Category Archives: Hanna Travels

2013 Summer (Baltic and Britain – Scotland – July 15 – Day 22 – Part 1)

We had four days before we were scheduled to pick up our son and his financé at the Edinburgh airport.  They were flying in from Dubai, where they lived at the time, to get married on July 22.  Other family members and guests would be arriving over the couple of days preceding the wedding so we planned to be in Edinburgh on the 16th.  That only left us a couple of  days  to  explore.We headed east of Stirling up the north side of the Firth of Forth with the famous golf town of St. Andrew’s as our destination.  First we stopped at Culross, considered one of the best preserved 17th century towns in Britain.  This once thriving port town on the River Firth was a hive of activity due to the coal mining, salt panning, and now obsolete trade of iron girdle making.

We spent two hours wandering the streets and gardens. There were beautiful pots of flowers all over the place, in front of doors, on stairways, by the roadside.  It was all very picturesque.

Many of the streets were the original cobblestone. This  lovely  garden  was  just  down  the  hill  from  Culross  Abbey.Much of the abbey is a ruin, but there are still regular worship services held in the West Kirk.There were some very unique names for the houses and cottages.

The palace was closed the day we were there, so we didn’t have a chance to go inside.   A large garden is planted each year on the palace grounds and you can purchase herbs, fruit, and vegetables in season.It is certainly a striking colour.

2013 Summer (Baltic and Britain – Scotland – July 14 – Day 21 – Part 2)

We had tried twice before, on our second and third days in Scotland on July 25 and 26 to tour Argyll’s Lodging, which is located down the hill and around the corner from Stirling Castle.  Both days it was closed.  But this day it was open.Argyll’s Lodging is under the care of Historic Scotland and guided tours are arranged through the ticket office at Stirling Castle.  The mansion was built in the 1670’s as the residence of a high ranking nobleman serving in the royal court.  It is named for the Campbells of Argyll and is considered to be the most complete aristocratic townhouse of its period in Scotland. Visitors get to witness the high-status domestic life of the 1600s. There are so many historic castles, abbeys and buildings in Scotland that it must be a challenge to  vary  the  displays  and  make  each  one  a unique  place  for  people  to  visit.  Argyll’s  Lodging  did  a great  job  portraying  life  in  the  kitchen  of  a great  house.All  of  the  photos  below  were  part  of  the goings-on  in  the  big  kitchen. We wandered onto the lower grounds of Stirling Castle and checked out the powder magazine where all the gunpowder used to be kept.
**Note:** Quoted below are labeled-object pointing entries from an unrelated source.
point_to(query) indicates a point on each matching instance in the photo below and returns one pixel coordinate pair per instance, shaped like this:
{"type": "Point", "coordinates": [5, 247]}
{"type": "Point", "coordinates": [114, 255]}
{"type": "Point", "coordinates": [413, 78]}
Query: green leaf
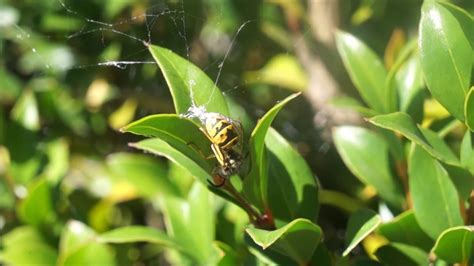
{"type": "Point", "coordinates": [163, 148]}
{"type": "Point", "coordinates": [469, 109]}
{"type": "Point", "coordinates": [360, 225]}
{"type": "Point", "coordinates": [406, 230]}
{"type": "Point", "coordinates": [11, 86]}
{"type": "Point", "coordinates": [366, 154]}
{"type": "Point", "coordinates": [190, 223]}
{"type": "Point", "coordinates": [25, 245]}
{"type": "Point", "coordinates": [188, 84]}
{"type": "Point", "coordinates": [397, 254]}
{"type": "Point", "coordinates": [455, 245]}
{"type": "Point", "coordinates": [427, 139]}
{"type": "Point", "coordinates": [446, 57]}
{"type": "Point", "coordinates": [91, 254]}
{"type": "Point", "coordinates": [462, 179]}
{"type": "Point", "coordinates": [464, 18]}
{"type": "Point", "coordinates": [57, 152]}
{"type": "Point", "coordinates": [435, 199]}
{"type": "Point", "coordinates": [294, 79]}
{"type": "Point", "coordinates": [297, 239]}
{"type": "Point", "coordinates": [167, 126]}
{"type": "Point", "coordinates": [351, 103]}
{"type": "Point", "coordinates": [255, 184]}
{"type": "Point", "coordinates": [410, 84]}
{"type": "Point", "coordinates": [37, 208]}
{"type": "Point", "coordinates": [79, 246]}
{"type": "Point", "coordinates": [22, 146]}
{"type": "Point", "coordinates": [365, 70]}
{"type": "Point", "coordinates": [147, 175]}
{"type": "Point", "coordinates": [467, 152]}
{"type": "Point", "coordinates": [25, 111]}
{"type": "Point", "coordinates": [75, 234]}
{"type": "Point", "coordinates": [293, 192]}
{"type": "Point", "coordinates": [130, 234]}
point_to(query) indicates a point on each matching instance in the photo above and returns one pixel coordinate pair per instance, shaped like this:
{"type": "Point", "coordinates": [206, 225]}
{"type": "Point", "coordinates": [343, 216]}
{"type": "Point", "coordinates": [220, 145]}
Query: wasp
{"type": "Point", "coordinates": [226, 137]}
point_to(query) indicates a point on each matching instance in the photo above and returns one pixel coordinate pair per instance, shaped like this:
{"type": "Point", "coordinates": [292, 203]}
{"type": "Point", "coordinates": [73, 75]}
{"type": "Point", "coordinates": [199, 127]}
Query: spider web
{"type": "Point", "coordinates": [148, 21]}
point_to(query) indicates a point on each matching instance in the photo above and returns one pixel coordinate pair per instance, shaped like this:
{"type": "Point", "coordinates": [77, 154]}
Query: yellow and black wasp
{"type": "Point", "coordinates": [226, 136]}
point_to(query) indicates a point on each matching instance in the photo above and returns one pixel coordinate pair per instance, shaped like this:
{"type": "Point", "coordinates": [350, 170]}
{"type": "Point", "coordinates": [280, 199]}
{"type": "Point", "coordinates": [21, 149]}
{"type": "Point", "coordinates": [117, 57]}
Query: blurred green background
{"type": "Point", "coordinates": [64, 94]}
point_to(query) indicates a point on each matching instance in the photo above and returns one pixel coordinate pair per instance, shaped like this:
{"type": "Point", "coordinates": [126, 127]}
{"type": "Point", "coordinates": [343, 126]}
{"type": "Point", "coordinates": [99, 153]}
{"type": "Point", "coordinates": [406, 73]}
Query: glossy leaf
{"type": "Point", "coordinates": [130, 234]}
{"type": "Point", "coordinates": [25, 245]}
{"type": "Point", "coordinates": [255, 184]}
{"type": "Point", "coordinates": [162, 148]}
{"type": "Point", "coordinates": [294, 79]}
{"type": "Point", "coordinates": [446, 57]}
{"type": "Point", "coordinates": [430, 141]}
{"type": "Point", "coordinates": [463, 180]}
{"type": "Point", "coordinates": [165, 125]}
{"type": "Point", "coordinates": [467, 152]}
{"type": "Point", "coordinates": [297, 239]}
{"type": "Point", "coordinates": [37, 208]}
{"type": "Point", "coordinates": [466, 20]}
{"type": "Point", "coordinates": [190, 223]}
{"type": "Point", "coordinates": [365, 69]}
{"type": "Point", "coordinates": [469, 109]}
{"type": "Point", "coordinates": [188, 84]}
{"type": "Point", "coordinates": [406, 230]}
{"type": "Point", "coordinates": [57, 152]}
{"type": "Point", "coordinates": [397, 254]}
{"type": "Point", "coordinates": [455, 245]}
{"type": "Point", "coordinates": [79, 246]}
{"type": "Point", "coordinates": [26, 111]}
{"type": "Point", "coordinates": [292, 187]}
{"type": "Point", "coordinates": [351, 103]}
{"type": "Point", "coordinates": [146, 175]}
{"type": "Point", "coordinates": [360, 225]}
{"type": "Point", "coordinates": [91, 254]}
{"type": "Point", "coordinates": [435, 199]}
{"type": "Point", "coordinates": [366, 155]}
{"type": "Point", "coordinates": [410, 84]}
The Castle  certainly  shows  a formidable  face  to  those  arriving  from  the  cliff side.

2013 Summer (Baltic and Britain – Scotland – July 14 – Day 21 – Part 1)

It took us a few hours to arrive at Doune Castle.  Google maps says the distance takes just over two hours, but as usual, we stopped to take photos.This was a comforting highway sign.  Where do you go?  Who  has  the  right  of  way? I  didn’t  write  down  the  name  of  this  town,  but the  rock-strewn river  was  a very  popular  spot.  We  walked  around for  awhile  before  heading  out  to Doune. The  archway  in  the  photo  below  was  the  entrance  to  a cemetery.  You are never far from the sound of bag pipes in Scotland. This fellow was just serenading passing motorists.  I often had a chuckle at some of the place names.

Doune Castle has been featured in the movies, Ivanhoe and Monty Python and the Holy Grail.  It also was used in Game of Thrones and Outlander TV series.  It is a 14-century courtyard castle built for the Regent Albany, Scotland’s ‘uncrowned king.’  Robert Stewart, Duke of Albany served as regent to three different Scottish monarchs.  He was a ruthless politician suspected of the murder of his nephew.  He died in 1420 and was succeeded by his son Murdoch Stewart, Duke of Albany who was executed for treason when the imprisoned King James returned to Scotland.  James had been held captive in England for eighteen years during which Robert Stewart served as regent in Scotland, making him king in all but name.

Doune Castle has a 100 foot high gatehouse and one of the best preserved great halls in Scotland.  The audio commentary for your self-guided tour around Doune was narrated by Terry Jones who co-directed Monty Python and the Holy Grail .  There were some very funny stories among the historical details.                                  You could certainly roast a whole ox in this fireplace!It is quite mind boggling to think of the elaborate and multi-course  banquet feasts for a hundred or more guests that were made in these simple kitchens.

When we completed our tour of Doune we drove to Stirling and, one more time, went to Argyll’s Lodging.  Third time’s the charm.  It was open and we were able to go inside.

2013 Summer (Baltic and Britain – Scotland – July 13 – Day 20)

As I mentioned in my last blog, I am a huge Harry Potter fan.  I didn’t begin to read the books until the fourth one was published; and then it was just a matter of curiosity to see what all the hype was about.  Needless to say, I was hooked very quickly.  I was not one of the devout who lined up at the bookstore at midnight to buy the next volume, but I did put my name on the list to have one saved for me at the store each time one was published.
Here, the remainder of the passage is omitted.